As it turned out, I was put in charge of six men re-treading tyres, and here a little knowledge served me well, for my work at home had been in a rubber factory. It was hard labour, cruel on the arms. We cut the old tread off with a great knife, rasped the tyre down to the canvas with a tool of wood, sheet metal and gramophone needles, coated it and a length of uncured rubber with solution, hammered the new rubber on with a heavy wooden stake, and baked the tyre in a section of mould over a wood fire — a primitive business that left us covered head to foot in rubber raspings.

It was a business that could be quietly spoiled, too. I suggested to the lads that a little water dabbed on the tyre before the rubber went on would turn to steam and stop the two from bonding. We managed it many times, but never better than the day an Indian driver and his mate brought in four tyres needed for the morning. We treated all four, and all four came from the mould blistered with trapped steam; a little Japanese — not a bad fellow, for a Jap — pricked the blisters to let the air out, and the tyres went off north at first light. Later that same day the two Indians came trudging back, carrying four tyres and four treads between them: they had braked once, and the treads had parted company with the tyres. A very satisfactory result.

Other men fared worse at their work. In the next hut a few prisoners made lead battery plates, pouring molten lead into moulds; the metal dripped through onto the bare feet of the men below, and burned them terribly. And the camp had its absurdities. One of our first jobs there was to put up a bamboo fence around our hut; a few weeks later our sergeant and I — the only two with any scrap of the language — were told to take it down again, and had it almost down when an officer appeared, gave the guard a dressing-down, and the guard at once blamed the pair of us. The men, who had to build and unbuild it, were not best pleased with our interpreting.

There were small mercies. After a stint at the tyres we would go to a well in the jungle to wash off the rubber, and once I hauled up a bucket and tipped it over my head to find myself covered in leeches; the lads got them off by touching them with the tobacco of a Burmese cheroot — there is no need, whatever the books say, to light the cigarette first. We got a weekly treat of sweet Indian tea and a Japanese sweetmeat, a rice cake with a paste inside, the nearest thing to an Eccles cake I can describe; nothing I would relish at home, but a delicacy there. And near the tyre hut was a small Pakistani village, one of whose people would now and then risk a great deal to bring us a little food. Had it been in my power, when the Japanese were beaten, I would have liked to reward that man for what he did for us.

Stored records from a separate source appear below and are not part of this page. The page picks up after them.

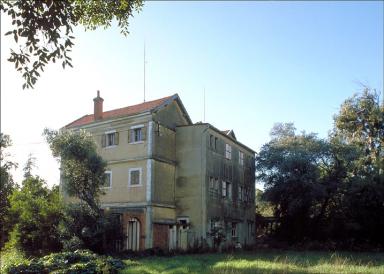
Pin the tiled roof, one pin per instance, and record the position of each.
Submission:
(121, 112)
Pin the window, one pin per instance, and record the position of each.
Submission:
(241, 158)
(136, 134)
(233, 232)
(110, 138)
(228, 151)
(211, 183)
(229, 190)
(107, 179)
(211, 141)
(224, 189)
(240, 197)
(134, 177)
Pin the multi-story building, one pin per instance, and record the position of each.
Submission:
(172, 182)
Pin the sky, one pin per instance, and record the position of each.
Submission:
(258, 62)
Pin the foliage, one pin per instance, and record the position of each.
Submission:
(263, 208)
(10, 257)
(79, 261)
(361, 122)
(29, 165)
(83, 173)
(329, 189)
(36, 212)
(291, 168)
(82, 169)
(80, 228)
(7, 185)
(44, 29)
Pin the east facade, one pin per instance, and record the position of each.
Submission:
(169, 181)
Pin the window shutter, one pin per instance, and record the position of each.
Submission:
(103, 140)
(144, 133)
(116, 138)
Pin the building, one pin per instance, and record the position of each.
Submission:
(171, 182)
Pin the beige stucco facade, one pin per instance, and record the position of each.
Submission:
(169, 205)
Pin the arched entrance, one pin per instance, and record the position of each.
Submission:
(133, 234)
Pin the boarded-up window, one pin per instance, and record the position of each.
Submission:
(228, 151)
(107, 179)
(241, 158)
(135, 177)
(110, 139)
(137, 134)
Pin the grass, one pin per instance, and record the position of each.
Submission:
(270, 261)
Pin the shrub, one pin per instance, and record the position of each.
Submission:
(80, 261)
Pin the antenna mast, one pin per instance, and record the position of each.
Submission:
(204, 107)
(144, 71)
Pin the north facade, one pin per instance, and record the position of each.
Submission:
(169, 181)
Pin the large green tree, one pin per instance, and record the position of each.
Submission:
(83, 175)
(361, 122)
(44, 29)
(36, 212)
(7, 185)
(291, 166)
(82, 169)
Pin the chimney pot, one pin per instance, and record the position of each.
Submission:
(98, 107)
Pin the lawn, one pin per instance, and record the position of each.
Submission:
(262, 262)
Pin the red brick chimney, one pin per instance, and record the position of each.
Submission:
(98, 107)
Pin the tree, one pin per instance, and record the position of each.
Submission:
(361, 122)
(36, 212)
(7, 185)
(29, 165)
(263, 208)
(82, 169)
(44, 29)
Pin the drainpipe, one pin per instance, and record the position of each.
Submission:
(203, 190)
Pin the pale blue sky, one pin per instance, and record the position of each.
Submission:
(259, 62)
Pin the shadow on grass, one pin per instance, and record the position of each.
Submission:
(266, 261)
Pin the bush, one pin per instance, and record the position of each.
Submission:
(80, 261)
(10, 257)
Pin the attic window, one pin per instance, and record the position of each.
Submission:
(110, 138)
(137, 134)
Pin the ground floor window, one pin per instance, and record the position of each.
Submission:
(133, 235)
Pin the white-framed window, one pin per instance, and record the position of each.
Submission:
(226, 189)
(136, 134)
(134, 177)
(241, 158)
(110, 139)
(228, 151)
(240, 193)
(107, 179)
(211, 182)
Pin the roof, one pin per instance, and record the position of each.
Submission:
(127, 111)
(222, 132)
(230, 133)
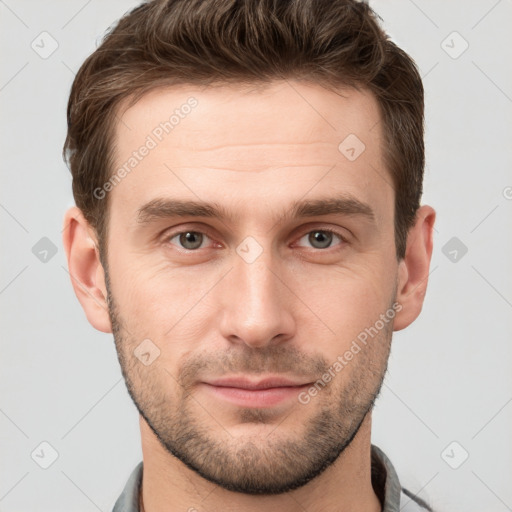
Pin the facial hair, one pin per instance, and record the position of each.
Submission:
(274, 464)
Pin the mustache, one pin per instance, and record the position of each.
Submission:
(274, 359)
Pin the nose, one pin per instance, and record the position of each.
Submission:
(257, 303)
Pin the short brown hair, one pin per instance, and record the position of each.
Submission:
(200, 42)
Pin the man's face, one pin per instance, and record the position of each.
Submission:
(266, 291)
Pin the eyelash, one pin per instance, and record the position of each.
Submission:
(170, 236)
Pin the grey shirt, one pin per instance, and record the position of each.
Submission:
(384, 480)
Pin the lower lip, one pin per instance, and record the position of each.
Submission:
(256, 397)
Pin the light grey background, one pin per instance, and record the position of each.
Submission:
(449, 376)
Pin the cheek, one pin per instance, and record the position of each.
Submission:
(348, 301)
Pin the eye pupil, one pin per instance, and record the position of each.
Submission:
(191, 239)
(323, 238)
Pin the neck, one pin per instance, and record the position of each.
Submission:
(168, 485)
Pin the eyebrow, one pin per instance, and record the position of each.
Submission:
(163, 208)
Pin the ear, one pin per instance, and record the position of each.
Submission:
(85, 269)
(413, 270)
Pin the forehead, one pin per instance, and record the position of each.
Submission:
(250, 142)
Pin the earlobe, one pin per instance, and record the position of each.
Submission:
(85, 269)
(413, 271)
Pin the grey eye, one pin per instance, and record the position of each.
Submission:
(190, 240)
(320, 239)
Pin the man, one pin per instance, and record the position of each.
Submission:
(248, 226)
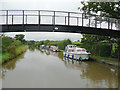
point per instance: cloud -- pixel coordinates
(38, 36)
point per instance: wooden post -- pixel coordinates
(12, 19)
(68, 18)
(82, 19)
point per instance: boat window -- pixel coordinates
(79, 50)
(83, 50)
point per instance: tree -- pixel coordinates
(20, 37)
(104, 9)
(107, 9)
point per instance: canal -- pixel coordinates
(44, 69)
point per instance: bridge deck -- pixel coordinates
(58, 21)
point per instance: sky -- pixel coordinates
(58, 5)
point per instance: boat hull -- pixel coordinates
(77, 56)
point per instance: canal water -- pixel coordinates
(45, 69)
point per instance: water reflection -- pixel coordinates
(10, 65)
(81, 74)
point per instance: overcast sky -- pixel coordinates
(59, 5)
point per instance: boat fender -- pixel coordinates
(68, 56)
(65, 55)
(72, 56)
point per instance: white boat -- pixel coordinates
(54, 48)
(71, 51)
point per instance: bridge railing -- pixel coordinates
(12, 17)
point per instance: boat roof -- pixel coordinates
(71, 45)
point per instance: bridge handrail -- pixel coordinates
(69, 15)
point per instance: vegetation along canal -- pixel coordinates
(45, 69)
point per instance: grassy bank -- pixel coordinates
(4, 57)
(106, 60)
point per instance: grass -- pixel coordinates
(106, 58)
(9, 56)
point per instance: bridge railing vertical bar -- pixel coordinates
(54, 19)
(26, 19)
(77, 21)
(89, 21)
(12, 19)
(82, 19)
(39, 19)
(68, 18)
(7, 17)
(95, 21)
(108, 23)
(65, 20)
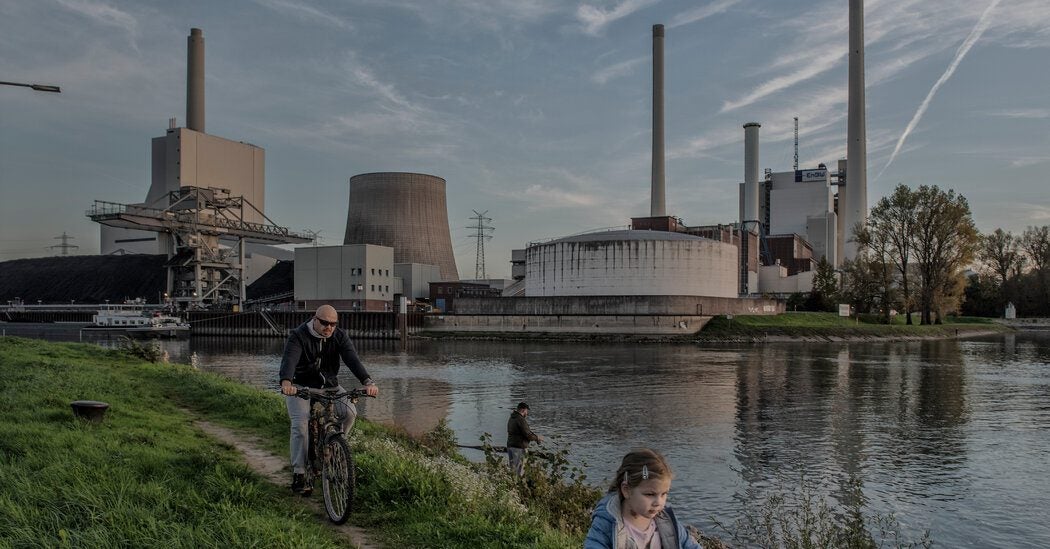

It was while I was here that I tried again to get a doctor for the swelling on my neck, with no luck — until a number of white-coated Japanese came into the compound. One of them had me wait, lined up beside three or four others, while a table of instruments and medicines was set out, and we were vaccinated and inoculated several times over and sent away. They came back a fortnight later to see whether we were still alive. We had been their guinea-pigs, used to test medical stores the British had left behind in Rangoon.

That was of a piece with much we now noticed. The Japanese had begun to behave like men expecting an early end to the war. The plainest sign of it was the day a great many of us were taken to a local high school, Myoma, and set first to digging a square pit in the middle of the football field, then to laying teak beams across it in crossed layers, and then to carrying basket after basket of soil, coolie-fashion on the head, until the whole playing field was built up to the height of a three- or four-storey house. We laboured at it for weeks, on into the monsoon, the ground turning to mud; when an officer arrived unseen and the guard failed to call us to attention, the guard was made to crawl to him through the length of that mud. I was taken off the soil to help a so-called joiner nail three planks into a right-angled triangle, to set the uprights of the blast walls true — but the fool would not see, though I told him often, that we were working on sloping ground, so the uprights stood at ninety degrees to the slope. Half a dozen went up, more and more obviously wrong, until an officer came, took one look, screamed bugaro at the guard and belted him. The officer left; I was stood to attention and belted in my turn. I was lucky often enough — but not that day.